The first indications of the recommendations of the 7th Central Pay Commission (CPC) triggering demands for salary hike have begun in right earnest with Coal India Limited (CIL) workers set to join the general strike on September 2. Among the many demands include minimum monthly salary of Rs. 18,000, similar to the one proposed by the 7th CPC and accepted by the Central government employees.
CIL informed about the September 2 strike in a regulatory filing to the Bombay Stock Exchange (BSE) on Saturday morning. The coal workers will be joining other trade unions that have called for a general strike in which about five lakh bank employees are also likely to participate.
Of the 13 demands listed in the charter are hike in minimum monthly salary, halt to disinvestment of public sector undertakings, increased gratuity, discontinue the practice of recruiting people on contract basis and regularise employment of those hired on contractual terms.
"We have received a communication of strike notice dated 19th August 2016 for general strike on 2nd September 2016. Efforts are being made for conciliation process.
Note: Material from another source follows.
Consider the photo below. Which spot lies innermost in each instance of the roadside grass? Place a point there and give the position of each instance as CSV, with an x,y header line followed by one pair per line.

If they resort to strike, it will affect production and dispatch of coal," CIL said in its filing with the BSE.
Some of the demands for which many industrial workers are going on strike are:
- No privatisation, no further disinvestment and no strategic sale of nationalised coal sector
- Immediate recruitment drive to fill vacant posts
- Strict enforcement of all labour laws without any exception
- Urgent measures for controlling prices
- Minimum social security cover for all workers
- Minimum wage of not less than Rs. 18,000 per month with provisions of indexation for unskilled workers
- Assured enhanced pension of not less than Rs. 3,000 per month for the entire working population (including unorganised sector workers)
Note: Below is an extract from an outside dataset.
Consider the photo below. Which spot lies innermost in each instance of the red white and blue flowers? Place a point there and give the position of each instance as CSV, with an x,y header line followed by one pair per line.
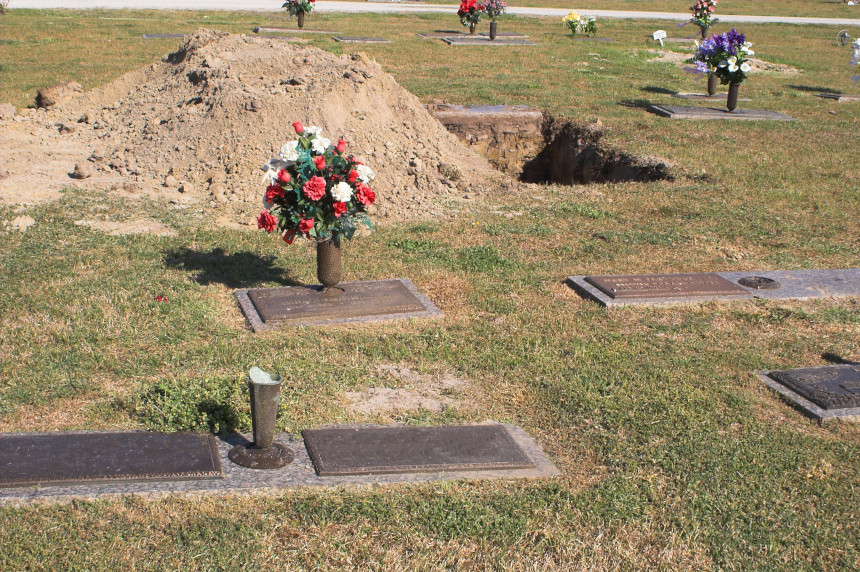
x,y
314,190
724,55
- Stoppage of disinvestment in central/state public sector undertakings
- Removal of all ceilings on payment and eligibility of bonus, provident fund and increase in quantum of gratuity.
The proposed Industrial Relations Code Bill 2015 seeks to give flexibility to companies employing up to 300 workers from obtaining government approval for retrenchment, lay off and closure. A Small Factories Bill is also seeking to exempt units with under 40 workers from 14 labour laws, according to PTI.